Operasi Keselamatan 2026 sendiri dirancang untuk menekan angka kecelakaan lalu lintas serta meningkatkan kedisiplinan warga dalam berkendara.
Melalui pendekatan yang humanis, kepolisian berharap operasi kali ini tidak hanya berfokus pada penindakan, tetapi juga pada edukasi masif mengenai pentingnya mematuhi rambu-rambu lalu lintas demi kenyamanan bersama di wilayah hukum Kota Kediri.
Nanang (38), salah seorang warga yang kebetulan melintas di area kegiatan, memberikan tanggapan positifnya.
“Bagus kalau diawali dengan doa, semoga petugasnya tetap sabar dan ramah saat mengedukasi warga di jalan.
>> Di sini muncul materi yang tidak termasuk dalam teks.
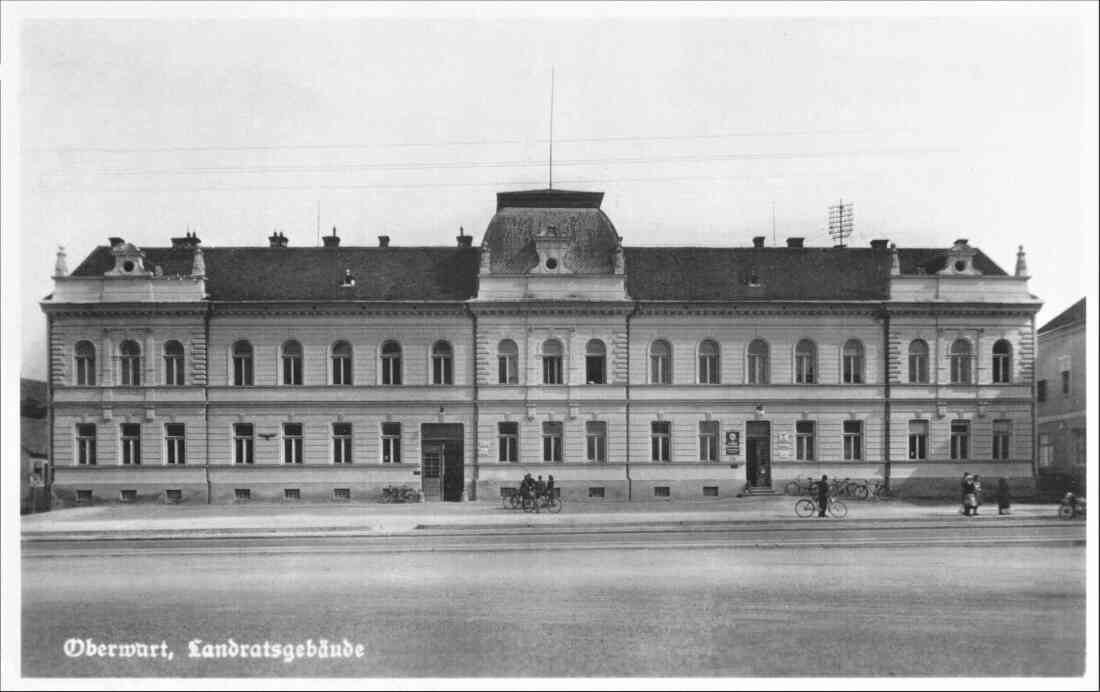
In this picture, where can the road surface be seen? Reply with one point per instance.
(740, 601)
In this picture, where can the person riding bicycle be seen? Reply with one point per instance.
(822, 495)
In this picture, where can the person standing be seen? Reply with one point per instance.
(1002, 496)
(822, 495)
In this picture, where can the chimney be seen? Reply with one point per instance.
(189, 240)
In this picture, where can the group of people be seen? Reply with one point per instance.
(971, 495)
(536, 487)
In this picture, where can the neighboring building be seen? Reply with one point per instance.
(1060, 393)
(190, 373)
(34, 446)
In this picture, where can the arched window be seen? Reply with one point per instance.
(660, 362)
(552, 362)
(595, 362)
(507, 359)
(391, 363)
(173, 363)
(853, 362)
(130, 363)
(805, 362)
(708, 362)
(292, 362)
(759, 366)
(85, 353)
(442, 363)
(1002, 362)
(917, 362)
(242, 363)
(960, 362)
(341, 363)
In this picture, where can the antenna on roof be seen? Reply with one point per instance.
(840, 222)
(551, 129)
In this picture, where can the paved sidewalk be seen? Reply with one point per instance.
(306, 519)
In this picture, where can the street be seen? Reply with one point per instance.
(752, 601)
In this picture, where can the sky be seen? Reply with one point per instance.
(700, 130)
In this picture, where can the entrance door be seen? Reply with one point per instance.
(431, 465)
(441, 461)
(758, 453)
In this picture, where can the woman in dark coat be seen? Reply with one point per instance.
(1002, 496)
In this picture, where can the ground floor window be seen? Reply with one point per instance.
(960, 439)
(551, 441)
(595, 432)
(660, 437)
(1002, 438)
(174, 443)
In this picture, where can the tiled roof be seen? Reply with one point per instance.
(1071, 315)
(451, 273)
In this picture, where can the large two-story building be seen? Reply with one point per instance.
(187, 373)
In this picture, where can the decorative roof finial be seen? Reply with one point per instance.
(61, 267)
(198, 265)
(1021, 263)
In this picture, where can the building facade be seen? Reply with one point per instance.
(276, 373)
(1060, 393)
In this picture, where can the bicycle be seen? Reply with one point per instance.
(552, 504)
(809, 506)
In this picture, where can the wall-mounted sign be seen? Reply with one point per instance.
(733, 442)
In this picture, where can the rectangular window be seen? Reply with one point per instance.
(174, 371)
(86, 443)
(1045, 451)
(917, 439)
(1002, 439)
(507, 370)
(551, 370)
(341, 442)
(960, 439)
(596, 448)
(292, 442)
(131, 443)
(552, 441)
(708, 440)
(660, 440)
(853, 440)
(175, 443)
(391, 442)
(243, 442)
(292, 369)
(804, 440)
(507, 439)
(917, 368)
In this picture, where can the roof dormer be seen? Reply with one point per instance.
(960, 260)
(129, 260)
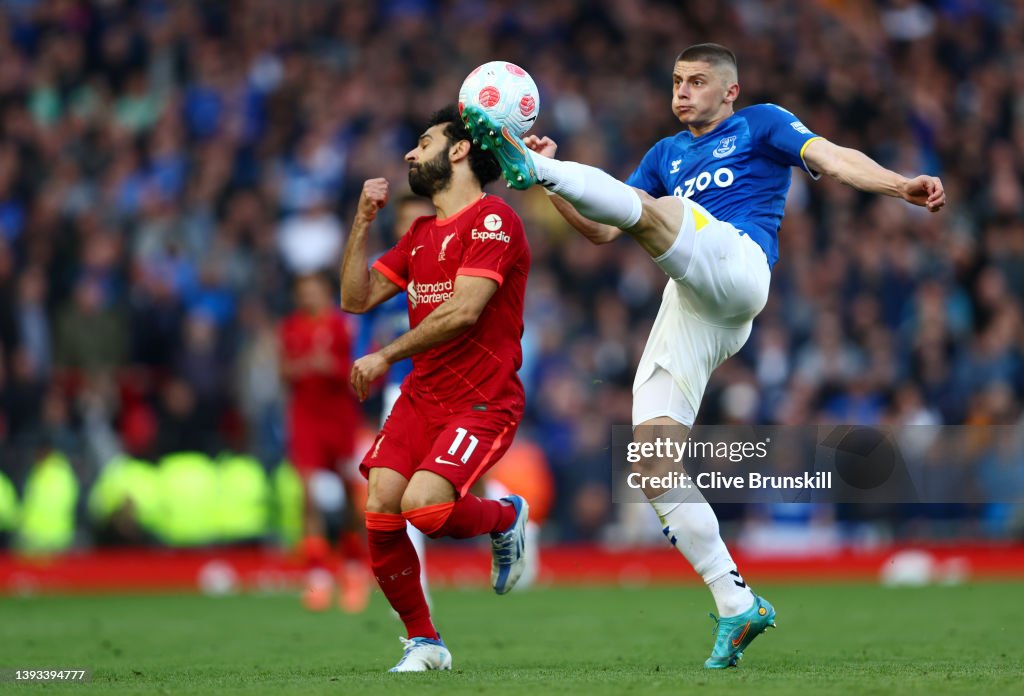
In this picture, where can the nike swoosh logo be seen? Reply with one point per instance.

Pesan dari saya untuk sesama pengendara, jangan hanya tertib saat ada operasi saja,” ujarnya dengan bijak.
Data statistik menunjukkan bahwa kegiatan edukatif dan preventif seperti ini terbukti mampu menurunkan potensi pelanggaran fatal di titik-titik rawan kemacetan Kota Kediri.
Selain doa bersama, jajaran Satlantas juga telah menyiapkan berbagai sarana sosialisasi mulai dari pembagian pamflet hingga edukasi melalui media sosial guna menjangkau pengendara dari berbagai kalangan usia.
Dengan dimulainya Operasi Keselamatan 2026 yang diawali dengan niat tulus dan doa, diharapkan kesadaran berlalu lintas masyarakat Kota Kediri semakin meningkat, sehingga tercipta ruang jalan yang aman, tertib, dan bebas dari insiden kecelakaan yang merugikan. (Fis/Serayu)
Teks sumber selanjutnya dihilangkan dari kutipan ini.